By "hands-on" I'm asking whether the provided insight is the product of human intellection. Experienced, capable and qualified. Or at least an earnest attempt at thinking about something and explaining the discoveries in the ways that thinking was done before ChatGPT. For some reason I find myself using phrases involving the hands (etc. hands-on, handmade, hand-spun) as a metaphor for work done without the use of LLMs.
I emphasize insight because I feel like the series of work on the Snowden documents by libroot is wanting in that. I expressed as much the last time their writing hit the front page: <https://news.ycombinator.com/item?id=46236672>.
These are summaries. I don't think that it yields information that can't otherwise be pointed out and made mention of by others; presumably known and reputable. With as high-profile of an event that this is I'd expect someone covering it almost 16 years later to tell us beyond what when judged on the merit of its import amounts to a motivated section of the ‘Snowden disclosures’ Wikipedia entry.
The discussion that this series invites typically is centered around people's thoughts about the story of the Snowden documents in general, and in this case exchanges about technical aspects like how PDF documents work and can be manipulated in general. The one comment that I feel addresses the actual tension embedded in the article—"Who edited the documents?"—leads to accusations that the documents were tampered with by the media: <https://news.ycombinator.com/item?id=46566372>. I don't think that that's an implausible claim but I find issue with it being made with such confidence by the anonymous source behind the investigations (I'm withholding ironically putting "investigations" in...nevermind).
If the author actually provided something that advanced to the reader why this information is significant, what to do with or think about it and how they came about discovering the answers to the aforementioned 'why' and ‘what’ and additionally why they’re word ought to matter to us at all, I'd be less inclined to speculate that this is just someone vibe sleuthing their way through documents that on the surface are only significant to the public as the claim "the government is spying on you" is.

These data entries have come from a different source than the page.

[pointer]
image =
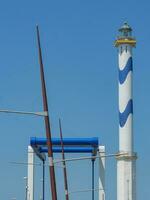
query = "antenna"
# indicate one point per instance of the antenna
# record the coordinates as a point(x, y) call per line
point(47, 121)
point(64, 163)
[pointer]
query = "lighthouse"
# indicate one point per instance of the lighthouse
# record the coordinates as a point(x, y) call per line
point(126, 158)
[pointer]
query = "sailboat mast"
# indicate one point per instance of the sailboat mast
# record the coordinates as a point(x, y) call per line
point(47, 122)
point(64, 163)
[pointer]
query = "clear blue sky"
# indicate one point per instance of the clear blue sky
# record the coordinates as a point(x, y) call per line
point(82, 82)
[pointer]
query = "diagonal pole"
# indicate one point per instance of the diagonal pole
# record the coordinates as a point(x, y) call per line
point(47, 122)
point(64, 163)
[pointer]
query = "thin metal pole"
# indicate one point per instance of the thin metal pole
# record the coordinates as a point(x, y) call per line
point(64, 163)
point(43, 179)
point(47, 122)
point(93, 179)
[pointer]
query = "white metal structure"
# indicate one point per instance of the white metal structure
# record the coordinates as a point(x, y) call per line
point(30, 186)
point(126, 180)
point(101, 172)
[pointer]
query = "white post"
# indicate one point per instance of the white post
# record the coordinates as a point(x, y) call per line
point(126, 181)
point(102, 173)
point(30, 185)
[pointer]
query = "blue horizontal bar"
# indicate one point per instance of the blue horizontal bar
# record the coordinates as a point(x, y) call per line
point(66, 141)
point(69, 150)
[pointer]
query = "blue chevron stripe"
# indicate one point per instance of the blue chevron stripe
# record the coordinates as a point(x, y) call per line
point(123, 73)
point(124, 116)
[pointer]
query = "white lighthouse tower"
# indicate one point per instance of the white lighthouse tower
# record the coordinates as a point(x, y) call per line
point(126, 159)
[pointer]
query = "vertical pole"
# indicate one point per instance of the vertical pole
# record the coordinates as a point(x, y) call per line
point(64, 163)
point(47, 123)
point(43, 180)
point(30, 178)
point(102, 173)
point(93, 185)
point(125, 163)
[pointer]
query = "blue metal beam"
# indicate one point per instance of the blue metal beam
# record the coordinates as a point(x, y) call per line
point(66, 141)
point(69, 150)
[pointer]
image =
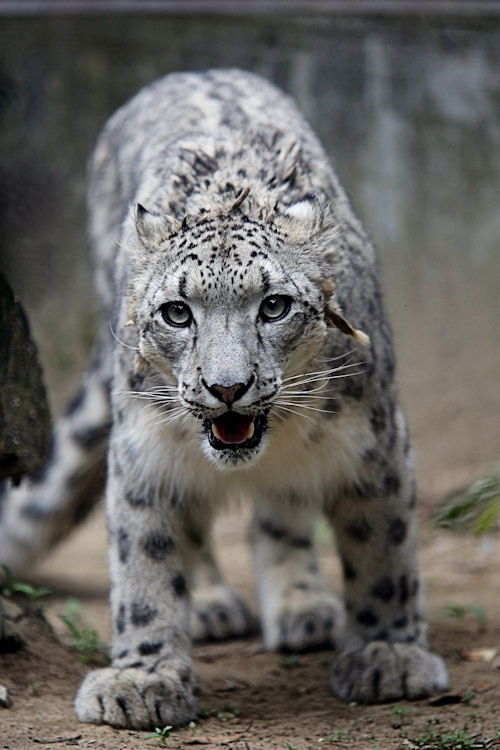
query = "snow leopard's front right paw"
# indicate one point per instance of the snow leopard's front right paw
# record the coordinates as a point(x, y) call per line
point(137, 699)
point(381, 671)
point(304, 620)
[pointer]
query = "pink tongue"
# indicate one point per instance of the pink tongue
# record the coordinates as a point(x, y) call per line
point(233, 428)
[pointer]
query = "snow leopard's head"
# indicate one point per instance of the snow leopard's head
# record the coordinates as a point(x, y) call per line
point(233, 308)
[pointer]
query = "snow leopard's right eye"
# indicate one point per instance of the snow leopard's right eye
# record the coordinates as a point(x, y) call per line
point(176, 314)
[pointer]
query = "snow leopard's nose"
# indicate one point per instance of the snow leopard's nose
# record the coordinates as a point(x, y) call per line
point(229, 393)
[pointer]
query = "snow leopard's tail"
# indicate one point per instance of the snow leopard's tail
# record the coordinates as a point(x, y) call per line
point(39, 512)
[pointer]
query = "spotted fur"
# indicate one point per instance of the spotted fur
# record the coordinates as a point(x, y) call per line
point(250, 354)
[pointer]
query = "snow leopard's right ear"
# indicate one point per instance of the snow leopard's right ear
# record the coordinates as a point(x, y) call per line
point(152, 228)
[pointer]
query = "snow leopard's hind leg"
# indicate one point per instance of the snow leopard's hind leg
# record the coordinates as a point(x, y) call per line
point(38, 513)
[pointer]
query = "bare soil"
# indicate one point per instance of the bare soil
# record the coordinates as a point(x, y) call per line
point(252, 699)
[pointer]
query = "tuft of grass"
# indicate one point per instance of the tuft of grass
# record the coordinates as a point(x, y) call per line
point(474, 508)
point(459, 739)
point(83, 639)
point(161, 735)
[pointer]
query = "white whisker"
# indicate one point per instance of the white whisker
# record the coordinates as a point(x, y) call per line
point(303, 406)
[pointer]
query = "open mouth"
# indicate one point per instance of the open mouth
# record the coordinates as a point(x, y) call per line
point(235, 431)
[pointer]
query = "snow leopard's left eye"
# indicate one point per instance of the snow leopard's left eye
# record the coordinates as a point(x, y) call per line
point(176, 313)
point(275, 307)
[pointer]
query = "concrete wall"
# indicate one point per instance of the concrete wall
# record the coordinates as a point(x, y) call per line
point(409, 110)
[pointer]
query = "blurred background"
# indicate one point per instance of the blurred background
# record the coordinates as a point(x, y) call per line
point(405, 97)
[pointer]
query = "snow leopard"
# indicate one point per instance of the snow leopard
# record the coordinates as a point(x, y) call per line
point(244, 351)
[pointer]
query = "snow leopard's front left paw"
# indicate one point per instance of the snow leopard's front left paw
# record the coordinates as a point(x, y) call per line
point(136, 699)
point(383, 671)
point(306, 619)
point(218, 613)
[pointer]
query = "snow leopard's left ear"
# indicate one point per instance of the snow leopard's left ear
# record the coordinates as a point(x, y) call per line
point(153, 228)
point(310, 216)
point(334, 319)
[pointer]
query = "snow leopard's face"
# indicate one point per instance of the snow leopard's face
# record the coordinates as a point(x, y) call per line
point(232, 314)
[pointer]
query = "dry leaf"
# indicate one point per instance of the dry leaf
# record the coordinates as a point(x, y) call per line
point(480, 654)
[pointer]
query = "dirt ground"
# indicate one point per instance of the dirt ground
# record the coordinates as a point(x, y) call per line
point(251, 699)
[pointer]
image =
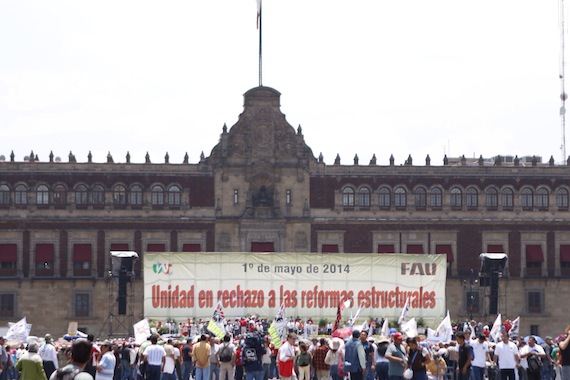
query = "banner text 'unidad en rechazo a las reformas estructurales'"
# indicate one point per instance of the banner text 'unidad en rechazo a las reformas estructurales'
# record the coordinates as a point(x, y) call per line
point(181, 285)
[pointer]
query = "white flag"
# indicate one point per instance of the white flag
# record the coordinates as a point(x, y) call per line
point(18, 331)
point(142, 331)
point(496, 329)
point(514, 331)
point(444, 330)
point(386, 328)
point(365, 327)
point(404, 311)
point(410, 328)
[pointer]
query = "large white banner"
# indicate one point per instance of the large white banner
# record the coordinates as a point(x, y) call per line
point(182, 285)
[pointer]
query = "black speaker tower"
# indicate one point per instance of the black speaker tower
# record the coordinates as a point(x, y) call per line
point(492, 267)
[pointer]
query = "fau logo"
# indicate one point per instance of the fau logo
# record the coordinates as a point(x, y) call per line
point(164, 268)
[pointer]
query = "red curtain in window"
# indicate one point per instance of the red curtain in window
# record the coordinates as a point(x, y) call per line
point(119, 247)
point(329, 248)
point(495, 248)
point(8, 253)
point(534, 254)
point(445, 249)
point(262, 247)
point(191, 248)
point(155, 248)
point(565, 253)
point(81, 253)
point(414, 248)
point(44, 253)
point(386, 248)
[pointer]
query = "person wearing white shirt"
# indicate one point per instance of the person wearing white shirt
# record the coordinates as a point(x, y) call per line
point(532, 354)
point(481, 355)
point(49, 356)
point(507, 356)
point(287, 357)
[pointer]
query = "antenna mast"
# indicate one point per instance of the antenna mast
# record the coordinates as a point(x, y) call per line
point(563, 95)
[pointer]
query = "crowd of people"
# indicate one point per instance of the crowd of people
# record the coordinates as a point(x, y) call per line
point(250, 354)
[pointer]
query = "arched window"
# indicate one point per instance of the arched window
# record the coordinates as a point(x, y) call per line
point(400, 198)
point(136, 195)
point(348, 197)
point(42, 195)
point(98, 195)
point(21, 195)
point(542, 198)
point(435, 198)
point(4, 195)
point(120, 195)
point(364, 197)
point(420, 198)
point(526, 198)
point(59, 195)
point(455, 198)
point(174, 196)
point(507, 196)
point(491, 198)
point(81, 195)
point(562, 198)
point(471, 198)
point(384, 198)
point(157, 195)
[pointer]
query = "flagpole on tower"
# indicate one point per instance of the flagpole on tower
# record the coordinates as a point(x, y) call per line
point(260, 34)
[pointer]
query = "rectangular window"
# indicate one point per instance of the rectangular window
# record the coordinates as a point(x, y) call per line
point(262, 247)
point(44, 259)
point(82, 259)
point(534, 301)
point(8, 259)
point(386, 248)
point(414, 248)
point(495, 248)
point(7, 305)
point(472, 302)
point(534, 256)
point(191, 247)
point(155, 248)
point(565, 256)
point(329, 248)
point(82, 301)
point(445, 249)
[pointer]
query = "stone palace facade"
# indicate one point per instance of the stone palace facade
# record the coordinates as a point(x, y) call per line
point(263, 189)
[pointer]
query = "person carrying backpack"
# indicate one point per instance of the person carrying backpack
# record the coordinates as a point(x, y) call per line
point(226, 356)
point(381, 363)
point(252, 352)
point(354, 357)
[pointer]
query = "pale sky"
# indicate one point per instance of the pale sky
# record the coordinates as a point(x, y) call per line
point(361, 77)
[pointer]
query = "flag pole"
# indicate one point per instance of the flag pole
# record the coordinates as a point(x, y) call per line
point(260, 55)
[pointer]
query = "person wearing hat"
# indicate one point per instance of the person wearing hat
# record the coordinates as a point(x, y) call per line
point(319, 365)
point(564, 350)
point(106, 365)
point(49, 355)
point(481, 355)
point(334, 355)
point(380, 362)
point(30, 365)
point(286, 357)
point(80, 356)
point(396, 355)
point(355, 357)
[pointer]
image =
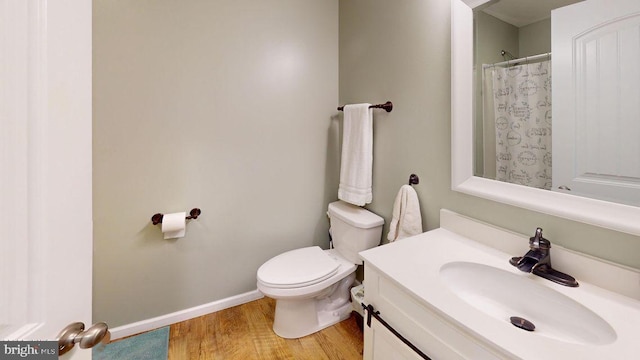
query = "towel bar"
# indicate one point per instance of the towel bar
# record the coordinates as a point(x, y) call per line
point(388, 106)
point(414, 179)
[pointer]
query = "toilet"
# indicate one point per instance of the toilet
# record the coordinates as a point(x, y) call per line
point(310, 285)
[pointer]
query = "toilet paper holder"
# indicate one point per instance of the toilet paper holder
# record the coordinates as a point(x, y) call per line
point(193, 214)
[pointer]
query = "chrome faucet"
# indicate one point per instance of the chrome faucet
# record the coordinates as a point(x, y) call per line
point(538, 261)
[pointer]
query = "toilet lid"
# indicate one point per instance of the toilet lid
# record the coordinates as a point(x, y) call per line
point(298, 268)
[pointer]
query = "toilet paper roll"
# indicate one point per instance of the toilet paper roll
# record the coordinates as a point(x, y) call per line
point(174, 225)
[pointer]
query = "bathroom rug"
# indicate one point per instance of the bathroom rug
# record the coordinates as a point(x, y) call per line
point(152, 345)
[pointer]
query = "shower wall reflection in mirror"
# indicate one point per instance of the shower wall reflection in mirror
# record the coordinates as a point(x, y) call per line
point(516, 122)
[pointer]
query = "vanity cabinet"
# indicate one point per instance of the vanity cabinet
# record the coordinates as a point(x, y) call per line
point(423, 326)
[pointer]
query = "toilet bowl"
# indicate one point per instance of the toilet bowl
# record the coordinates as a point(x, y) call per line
point(310, 285)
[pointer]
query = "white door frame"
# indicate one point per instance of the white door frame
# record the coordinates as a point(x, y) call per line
point(45, 167)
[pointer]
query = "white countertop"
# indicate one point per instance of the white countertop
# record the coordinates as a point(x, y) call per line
point(414, 263)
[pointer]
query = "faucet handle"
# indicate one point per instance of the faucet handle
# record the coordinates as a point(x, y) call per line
point(538, 242)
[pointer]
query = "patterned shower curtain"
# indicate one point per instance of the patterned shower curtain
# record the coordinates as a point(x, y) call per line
point(522, 105)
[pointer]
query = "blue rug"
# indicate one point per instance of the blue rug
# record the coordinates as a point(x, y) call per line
point(152, 345)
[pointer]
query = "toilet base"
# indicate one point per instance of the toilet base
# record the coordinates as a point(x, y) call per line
point(297, 318)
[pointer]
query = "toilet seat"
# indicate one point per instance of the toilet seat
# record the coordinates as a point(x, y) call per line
point(298, 268)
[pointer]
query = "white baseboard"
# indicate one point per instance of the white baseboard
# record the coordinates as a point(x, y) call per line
point(182, 315)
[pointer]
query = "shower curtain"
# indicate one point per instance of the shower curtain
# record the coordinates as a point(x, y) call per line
point(522, 113)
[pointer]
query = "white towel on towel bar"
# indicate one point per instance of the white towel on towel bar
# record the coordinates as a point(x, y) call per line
point(406, 218)
point(357, 155)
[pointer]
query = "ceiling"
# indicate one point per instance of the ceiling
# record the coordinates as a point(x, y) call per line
point(524, 12)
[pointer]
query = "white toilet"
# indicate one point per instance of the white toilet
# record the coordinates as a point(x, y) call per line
point(311, 285)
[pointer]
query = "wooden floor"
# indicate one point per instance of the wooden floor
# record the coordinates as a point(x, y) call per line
point(244, 332)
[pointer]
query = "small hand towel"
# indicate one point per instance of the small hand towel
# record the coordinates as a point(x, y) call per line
point(406, 220)
point(357, 155)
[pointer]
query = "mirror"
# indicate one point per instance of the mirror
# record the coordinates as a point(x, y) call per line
point(606, 214)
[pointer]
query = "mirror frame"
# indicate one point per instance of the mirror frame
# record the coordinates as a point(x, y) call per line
point(618, 217)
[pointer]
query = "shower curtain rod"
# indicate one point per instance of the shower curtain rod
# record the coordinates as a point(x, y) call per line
point(514, 61)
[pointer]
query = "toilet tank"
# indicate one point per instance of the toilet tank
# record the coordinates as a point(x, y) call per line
point(354, 229)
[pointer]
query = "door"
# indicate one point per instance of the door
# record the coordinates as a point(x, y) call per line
point(596, 99)
point(45, 168)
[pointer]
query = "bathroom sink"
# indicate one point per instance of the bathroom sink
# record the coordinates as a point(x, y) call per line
point(503, 295)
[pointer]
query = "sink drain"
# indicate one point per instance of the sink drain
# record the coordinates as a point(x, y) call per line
point(522, 323)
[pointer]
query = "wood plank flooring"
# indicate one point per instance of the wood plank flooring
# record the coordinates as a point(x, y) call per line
point(244, 332)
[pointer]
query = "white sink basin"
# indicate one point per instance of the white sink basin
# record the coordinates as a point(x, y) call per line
point(502, 294)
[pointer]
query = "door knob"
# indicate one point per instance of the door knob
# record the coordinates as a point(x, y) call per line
point(75, 333)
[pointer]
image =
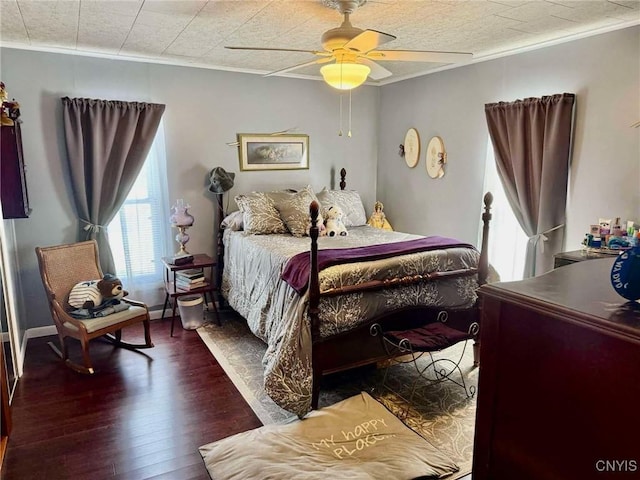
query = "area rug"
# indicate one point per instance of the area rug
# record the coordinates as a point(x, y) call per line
point(356, 438)
point(440, 413)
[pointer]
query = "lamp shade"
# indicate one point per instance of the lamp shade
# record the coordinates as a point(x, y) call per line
point(345, 76)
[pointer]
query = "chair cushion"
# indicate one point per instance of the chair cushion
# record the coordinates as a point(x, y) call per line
point(95, 324)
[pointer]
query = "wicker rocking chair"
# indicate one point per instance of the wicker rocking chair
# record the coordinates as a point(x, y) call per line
point(62, 267)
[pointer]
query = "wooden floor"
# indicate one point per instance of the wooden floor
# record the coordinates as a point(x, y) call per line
point(140, 416)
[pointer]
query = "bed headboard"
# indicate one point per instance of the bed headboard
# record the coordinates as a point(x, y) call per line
point(220, 243)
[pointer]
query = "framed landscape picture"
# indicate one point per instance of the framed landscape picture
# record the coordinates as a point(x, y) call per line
point(273, 152)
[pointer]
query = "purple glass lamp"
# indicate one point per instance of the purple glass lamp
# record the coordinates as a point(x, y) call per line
point(181, 219)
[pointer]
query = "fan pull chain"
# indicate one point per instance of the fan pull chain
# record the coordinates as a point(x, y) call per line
point(340, 131)
point(349, 134)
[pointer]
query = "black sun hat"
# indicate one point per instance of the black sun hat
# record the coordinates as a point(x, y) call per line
point(220, 180)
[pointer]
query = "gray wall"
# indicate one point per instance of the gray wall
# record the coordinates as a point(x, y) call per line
point(205, 110)
point(603, 71)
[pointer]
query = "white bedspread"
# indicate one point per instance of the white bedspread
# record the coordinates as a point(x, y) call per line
point(277, 314)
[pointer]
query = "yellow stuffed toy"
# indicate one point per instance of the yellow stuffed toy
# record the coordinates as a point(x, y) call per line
point(378, 219)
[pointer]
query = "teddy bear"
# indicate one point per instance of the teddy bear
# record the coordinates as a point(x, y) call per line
point(322, 230)
point(334, 223)
point(378, 219)
point(92, 293)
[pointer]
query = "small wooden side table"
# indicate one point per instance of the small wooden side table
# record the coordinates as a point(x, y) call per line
point(200, 260)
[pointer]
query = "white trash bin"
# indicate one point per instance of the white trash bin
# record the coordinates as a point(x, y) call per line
point(191, 311)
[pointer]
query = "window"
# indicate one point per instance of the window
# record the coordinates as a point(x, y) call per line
point(138, 234)
point(507, 240)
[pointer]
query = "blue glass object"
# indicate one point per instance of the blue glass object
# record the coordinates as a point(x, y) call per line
point(625, 274)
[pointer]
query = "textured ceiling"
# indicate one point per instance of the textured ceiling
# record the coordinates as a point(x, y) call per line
point(190, 32)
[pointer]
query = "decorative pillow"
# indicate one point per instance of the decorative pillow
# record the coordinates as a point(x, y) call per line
point(350, 203)
point(294, 210)
point(233, 221)
point(259, 214)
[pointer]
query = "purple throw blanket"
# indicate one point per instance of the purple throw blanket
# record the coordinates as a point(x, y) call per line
point(296, 271)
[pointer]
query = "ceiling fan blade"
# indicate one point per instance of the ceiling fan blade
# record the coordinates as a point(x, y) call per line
point(378, 72)
point(367, 41)
point(315, 52)
point(300, 65)
point(419, 56)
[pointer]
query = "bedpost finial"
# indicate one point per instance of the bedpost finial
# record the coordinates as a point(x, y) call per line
point(343, 175)
point(488, 199)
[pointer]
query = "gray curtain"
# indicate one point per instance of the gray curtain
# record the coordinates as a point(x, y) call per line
point(107, 144)
point(532, 143)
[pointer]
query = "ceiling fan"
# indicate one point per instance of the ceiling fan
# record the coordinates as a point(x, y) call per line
point(351, 53)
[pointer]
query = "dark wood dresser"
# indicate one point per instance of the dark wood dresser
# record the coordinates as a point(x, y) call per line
point(559, 381)
point(567, 258)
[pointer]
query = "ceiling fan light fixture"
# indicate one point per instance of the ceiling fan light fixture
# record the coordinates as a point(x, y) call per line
point(345, 76)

This particular post uncovers some nice information. It's a great find. I'm in no position to investigate whether it was already known. But what are we supposed to learn from it aside from "one of the documents were changed before it was made public". What's significant about the redaction? Is Ryan Gallagher responsible? Or does he know who is. Is he at all obliged to explain this to a presumably anonymous inquirer? Or is it now the duty of the public to expect an explanation as affected by said anonymous inquirer?
Remember when believing that the government was rife with pedophiles automatically associated you with horn-helmet-wearing insurrectionists?